Ada faktor lain yang sangat mendukung suasana “kesepian” dalam film ini, dan ini cukup menarik. Zombie dalam The Night Eats the World bukanlah jenis zombie biasa. Walaupun mereka adalah jenis zombie yang bisa bergerak dengan cepat kalau ada mangsa, semacam yang bisa kita temui dalam 28 Days Later (2002) atau World War Z (2013), tetapi mereka sama sekali tidak bersuara. Biasanya kita bisa melacak adanya zombie mendekat lewat suara-suara erangan atau teriakan yang keluar dari mulut zombie. Dalam film ini, para zombie sama heningnya dengan suasana kota Paris yang Sam lihat. Tidak ada suara sedikitpun keluar dari mulut mereka, bahkan saat mereka menyerang. Konsep zombie semacam ini justru mengerikan menurut saya. Kita tidak bisa melacak keberadaan mereka dalam gelap lewat suara, sementara mereka mampu menjadi agresif dengan cepat saat mencium mangsa. Jadi, keputusan Sam untuk mengunci diri dalam bangunan apartemen yang relatif aman tersebut cukup bisa dimengerti.

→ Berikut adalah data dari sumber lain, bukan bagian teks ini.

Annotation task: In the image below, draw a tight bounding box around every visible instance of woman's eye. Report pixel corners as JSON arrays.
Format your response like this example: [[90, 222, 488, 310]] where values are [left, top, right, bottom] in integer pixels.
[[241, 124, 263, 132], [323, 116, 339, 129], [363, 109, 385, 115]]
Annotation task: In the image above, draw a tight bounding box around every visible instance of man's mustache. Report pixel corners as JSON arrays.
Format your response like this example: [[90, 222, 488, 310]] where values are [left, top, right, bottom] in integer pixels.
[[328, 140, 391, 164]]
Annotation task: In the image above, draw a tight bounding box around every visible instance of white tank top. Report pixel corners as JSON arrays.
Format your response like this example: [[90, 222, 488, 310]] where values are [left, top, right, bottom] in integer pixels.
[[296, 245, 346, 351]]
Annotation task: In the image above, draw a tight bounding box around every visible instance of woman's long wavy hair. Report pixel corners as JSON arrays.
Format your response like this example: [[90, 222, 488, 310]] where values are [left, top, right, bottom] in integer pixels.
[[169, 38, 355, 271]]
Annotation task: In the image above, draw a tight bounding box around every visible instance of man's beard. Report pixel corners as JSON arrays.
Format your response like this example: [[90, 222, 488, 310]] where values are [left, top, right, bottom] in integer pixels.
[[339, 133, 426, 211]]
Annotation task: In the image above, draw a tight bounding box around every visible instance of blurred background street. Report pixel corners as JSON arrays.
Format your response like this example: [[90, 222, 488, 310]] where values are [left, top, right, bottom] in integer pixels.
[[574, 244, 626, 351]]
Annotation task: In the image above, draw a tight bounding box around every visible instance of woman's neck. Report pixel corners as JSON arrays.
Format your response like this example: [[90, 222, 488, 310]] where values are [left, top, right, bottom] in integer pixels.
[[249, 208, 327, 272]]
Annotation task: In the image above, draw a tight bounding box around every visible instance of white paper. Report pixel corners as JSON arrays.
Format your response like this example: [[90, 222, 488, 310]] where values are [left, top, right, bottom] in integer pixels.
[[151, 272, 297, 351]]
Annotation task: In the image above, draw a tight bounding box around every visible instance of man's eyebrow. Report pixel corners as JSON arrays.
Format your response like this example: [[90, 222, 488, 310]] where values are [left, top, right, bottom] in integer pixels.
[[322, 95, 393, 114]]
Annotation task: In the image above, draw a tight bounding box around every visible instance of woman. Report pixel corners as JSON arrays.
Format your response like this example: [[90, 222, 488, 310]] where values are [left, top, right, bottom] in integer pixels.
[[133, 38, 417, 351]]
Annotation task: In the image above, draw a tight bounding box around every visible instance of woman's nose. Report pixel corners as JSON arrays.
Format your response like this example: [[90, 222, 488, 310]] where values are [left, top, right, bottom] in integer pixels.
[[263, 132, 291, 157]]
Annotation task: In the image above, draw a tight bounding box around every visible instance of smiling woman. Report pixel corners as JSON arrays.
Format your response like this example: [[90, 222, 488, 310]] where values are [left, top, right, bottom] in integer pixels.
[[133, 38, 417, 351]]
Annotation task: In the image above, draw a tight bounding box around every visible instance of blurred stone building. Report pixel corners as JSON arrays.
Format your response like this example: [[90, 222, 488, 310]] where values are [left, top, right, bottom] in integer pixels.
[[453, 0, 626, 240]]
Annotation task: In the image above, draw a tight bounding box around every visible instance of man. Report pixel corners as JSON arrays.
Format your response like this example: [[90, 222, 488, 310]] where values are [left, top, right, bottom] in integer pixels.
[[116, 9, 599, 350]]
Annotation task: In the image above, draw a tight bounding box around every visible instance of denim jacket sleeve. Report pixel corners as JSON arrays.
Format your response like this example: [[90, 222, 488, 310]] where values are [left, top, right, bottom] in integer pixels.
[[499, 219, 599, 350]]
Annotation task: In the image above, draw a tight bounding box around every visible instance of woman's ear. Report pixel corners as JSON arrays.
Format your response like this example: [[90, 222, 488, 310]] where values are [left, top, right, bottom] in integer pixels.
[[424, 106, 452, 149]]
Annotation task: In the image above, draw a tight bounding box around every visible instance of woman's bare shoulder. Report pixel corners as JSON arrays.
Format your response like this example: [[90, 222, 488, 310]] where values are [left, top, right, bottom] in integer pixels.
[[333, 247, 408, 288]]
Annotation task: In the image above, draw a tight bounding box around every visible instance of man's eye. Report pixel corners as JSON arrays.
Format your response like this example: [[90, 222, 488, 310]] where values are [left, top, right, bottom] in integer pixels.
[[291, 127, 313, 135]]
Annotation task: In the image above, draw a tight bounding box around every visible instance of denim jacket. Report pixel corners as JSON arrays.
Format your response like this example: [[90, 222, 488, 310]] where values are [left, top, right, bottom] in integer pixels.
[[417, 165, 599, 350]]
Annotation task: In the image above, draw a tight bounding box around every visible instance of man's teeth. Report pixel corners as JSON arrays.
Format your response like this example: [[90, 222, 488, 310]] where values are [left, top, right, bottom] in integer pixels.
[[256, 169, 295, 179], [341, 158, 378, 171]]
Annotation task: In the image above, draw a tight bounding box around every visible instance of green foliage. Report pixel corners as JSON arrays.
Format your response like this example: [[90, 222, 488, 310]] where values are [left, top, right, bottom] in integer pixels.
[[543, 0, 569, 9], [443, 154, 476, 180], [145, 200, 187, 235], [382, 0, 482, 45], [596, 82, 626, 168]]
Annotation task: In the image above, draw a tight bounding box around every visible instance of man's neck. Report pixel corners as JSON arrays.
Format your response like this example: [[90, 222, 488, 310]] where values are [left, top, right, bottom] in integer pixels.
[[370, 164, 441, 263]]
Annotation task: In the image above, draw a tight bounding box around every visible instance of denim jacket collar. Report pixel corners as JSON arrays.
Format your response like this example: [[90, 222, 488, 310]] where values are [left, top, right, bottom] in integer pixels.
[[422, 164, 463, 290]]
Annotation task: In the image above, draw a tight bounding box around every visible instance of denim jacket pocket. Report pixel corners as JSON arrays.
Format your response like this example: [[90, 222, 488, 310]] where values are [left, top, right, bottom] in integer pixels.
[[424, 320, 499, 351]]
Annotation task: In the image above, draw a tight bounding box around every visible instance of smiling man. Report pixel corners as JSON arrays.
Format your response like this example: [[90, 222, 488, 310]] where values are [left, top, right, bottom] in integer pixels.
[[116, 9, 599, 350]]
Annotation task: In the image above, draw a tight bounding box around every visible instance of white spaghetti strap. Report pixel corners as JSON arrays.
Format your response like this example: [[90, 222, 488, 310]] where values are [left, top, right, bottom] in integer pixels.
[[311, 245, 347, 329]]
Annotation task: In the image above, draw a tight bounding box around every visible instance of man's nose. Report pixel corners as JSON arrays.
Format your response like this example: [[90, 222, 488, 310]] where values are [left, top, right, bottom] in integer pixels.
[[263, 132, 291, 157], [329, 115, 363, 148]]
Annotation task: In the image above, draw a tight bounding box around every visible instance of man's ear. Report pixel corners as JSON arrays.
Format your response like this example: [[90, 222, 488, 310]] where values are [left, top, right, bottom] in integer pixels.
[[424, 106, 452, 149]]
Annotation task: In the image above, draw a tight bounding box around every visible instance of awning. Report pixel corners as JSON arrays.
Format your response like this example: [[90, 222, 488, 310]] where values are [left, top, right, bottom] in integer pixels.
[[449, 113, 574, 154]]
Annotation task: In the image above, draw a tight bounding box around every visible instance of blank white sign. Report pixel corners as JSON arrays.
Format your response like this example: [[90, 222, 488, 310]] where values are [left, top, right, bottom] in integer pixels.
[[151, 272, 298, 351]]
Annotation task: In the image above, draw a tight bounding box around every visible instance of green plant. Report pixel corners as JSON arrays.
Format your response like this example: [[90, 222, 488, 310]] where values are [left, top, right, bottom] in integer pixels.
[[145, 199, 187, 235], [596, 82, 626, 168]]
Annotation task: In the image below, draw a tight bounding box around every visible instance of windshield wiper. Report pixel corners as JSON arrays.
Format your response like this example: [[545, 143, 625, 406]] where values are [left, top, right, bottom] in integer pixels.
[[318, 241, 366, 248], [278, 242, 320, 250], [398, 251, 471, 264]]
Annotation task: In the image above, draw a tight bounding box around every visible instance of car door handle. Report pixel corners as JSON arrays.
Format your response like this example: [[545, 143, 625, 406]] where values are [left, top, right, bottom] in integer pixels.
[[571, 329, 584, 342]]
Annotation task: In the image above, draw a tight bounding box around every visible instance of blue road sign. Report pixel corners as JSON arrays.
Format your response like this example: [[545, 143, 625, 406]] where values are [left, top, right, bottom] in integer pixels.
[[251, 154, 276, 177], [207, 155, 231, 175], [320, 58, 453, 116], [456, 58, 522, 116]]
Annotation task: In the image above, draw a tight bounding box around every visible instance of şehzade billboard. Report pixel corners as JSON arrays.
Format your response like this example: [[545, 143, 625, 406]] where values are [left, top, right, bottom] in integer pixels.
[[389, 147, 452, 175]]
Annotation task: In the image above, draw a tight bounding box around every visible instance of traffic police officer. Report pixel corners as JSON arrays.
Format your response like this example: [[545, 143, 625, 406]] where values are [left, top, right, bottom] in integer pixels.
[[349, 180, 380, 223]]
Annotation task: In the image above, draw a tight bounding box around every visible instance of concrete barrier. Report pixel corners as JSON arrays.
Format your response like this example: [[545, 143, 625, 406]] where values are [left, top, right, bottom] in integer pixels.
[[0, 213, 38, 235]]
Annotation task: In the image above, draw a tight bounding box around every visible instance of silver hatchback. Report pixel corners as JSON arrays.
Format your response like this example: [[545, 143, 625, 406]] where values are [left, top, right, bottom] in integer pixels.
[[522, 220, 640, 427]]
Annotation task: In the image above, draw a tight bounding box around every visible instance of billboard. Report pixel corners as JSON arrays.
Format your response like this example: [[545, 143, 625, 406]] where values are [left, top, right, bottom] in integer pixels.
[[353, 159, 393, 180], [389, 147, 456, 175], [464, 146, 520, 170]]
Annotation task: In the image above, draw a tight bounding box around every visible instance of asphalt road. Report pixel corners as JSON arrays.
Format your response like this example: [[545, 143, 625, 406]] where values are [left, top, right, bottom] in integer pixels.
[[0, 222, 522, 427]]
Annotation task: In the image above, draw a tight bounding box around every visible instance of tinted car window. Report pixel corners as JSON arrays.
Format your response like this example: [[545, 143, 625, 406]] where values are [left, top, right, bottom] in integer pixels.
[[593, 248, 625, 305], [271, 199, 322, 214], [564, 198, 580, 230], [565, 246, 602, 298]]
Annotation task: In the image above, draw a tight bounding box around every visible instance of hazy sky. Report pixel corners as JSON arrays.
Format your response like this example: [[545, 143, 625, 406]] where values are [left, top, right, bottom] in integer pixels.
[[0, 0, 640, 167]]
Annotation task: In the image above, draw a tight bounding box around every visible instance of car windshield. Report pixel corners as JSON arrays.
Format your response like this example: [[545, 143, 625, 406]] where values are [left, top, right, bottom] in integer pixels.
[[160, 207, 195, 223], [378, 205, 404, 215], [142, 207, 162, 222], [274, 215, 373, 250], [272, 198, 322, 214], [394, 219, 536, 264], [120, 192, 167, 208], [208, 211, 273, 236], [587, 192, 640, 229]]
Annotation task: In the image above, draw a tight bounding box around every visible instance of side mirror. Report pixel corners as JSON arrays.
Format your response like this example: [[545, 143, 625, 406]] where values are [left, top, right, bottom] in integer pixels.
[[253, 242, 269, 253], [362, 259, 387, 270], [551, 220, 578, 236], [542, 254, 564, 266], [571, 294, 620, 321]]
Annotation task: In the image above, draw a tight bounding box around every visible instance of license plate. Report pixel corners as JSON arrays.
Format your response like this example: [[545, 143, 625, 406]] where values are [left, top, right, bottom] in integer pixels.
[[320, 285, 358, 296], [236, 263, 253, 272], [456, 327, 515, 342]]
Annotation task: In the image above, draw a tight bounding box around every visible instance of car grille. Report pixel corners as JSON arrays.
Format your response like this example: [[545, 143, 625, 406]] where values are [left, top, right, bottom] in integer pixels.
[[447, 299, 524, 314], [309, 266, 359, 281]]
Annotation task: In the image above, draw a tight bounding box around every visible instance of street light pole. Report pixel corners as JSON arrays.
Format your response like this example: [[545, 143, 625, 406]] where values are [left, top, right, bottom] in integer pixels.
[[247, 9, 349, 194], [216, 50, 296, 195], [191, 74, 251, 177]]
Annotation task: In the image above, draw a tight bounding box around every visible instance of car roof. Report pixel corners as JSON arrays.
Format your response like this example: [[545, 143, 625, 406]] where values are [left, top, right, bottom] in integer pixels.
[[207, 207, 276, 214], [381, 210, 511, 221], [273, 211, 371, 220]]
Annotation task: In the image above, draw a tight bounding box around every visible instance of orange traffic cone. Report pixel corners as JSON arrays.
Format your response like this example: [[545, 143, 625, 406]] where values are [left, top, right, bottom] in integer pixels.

The Night Eats the World cukup menarik dan realistis menurut saya karena ia berfokus pada studi mental dalam menghadapi rasa sepi di hari kiamat. Setelah menonton film ini, saya mulai bertanya-tanya pada diri saya sendiri, apa yang akan saya lakukan kalau skenario kiamat zombie terjadi dan hanya tinggal saya seorang diri di dunia ini? Bagaimana perasaan saya? Bagaimana cara saya menerima kenyataan itu? Berapa lama saya bisa hidup dalam kehampaan, ketidaktahuan, kebingungan, isolasi, kesendirian dan alienasi? Kalau dipikir-pikir, ide itu bisa jadi lebih “menyeramkan” dan gelap dibanding aksi dikejar-kejar zombie. Tidak ada adrenalin dalam kesendirian. Film The Night Eats the World mungkin tidak akan memuaskan hati semua penggemar film zombie, apalagi mereka yang mengharapkan adegan gore, darah dan aksi heroik melawan kepungan gerombolan zombie. Tapi ini adalah film zombie yang paling realistis, dan yang paling sunyi, yang pernah saya tonton.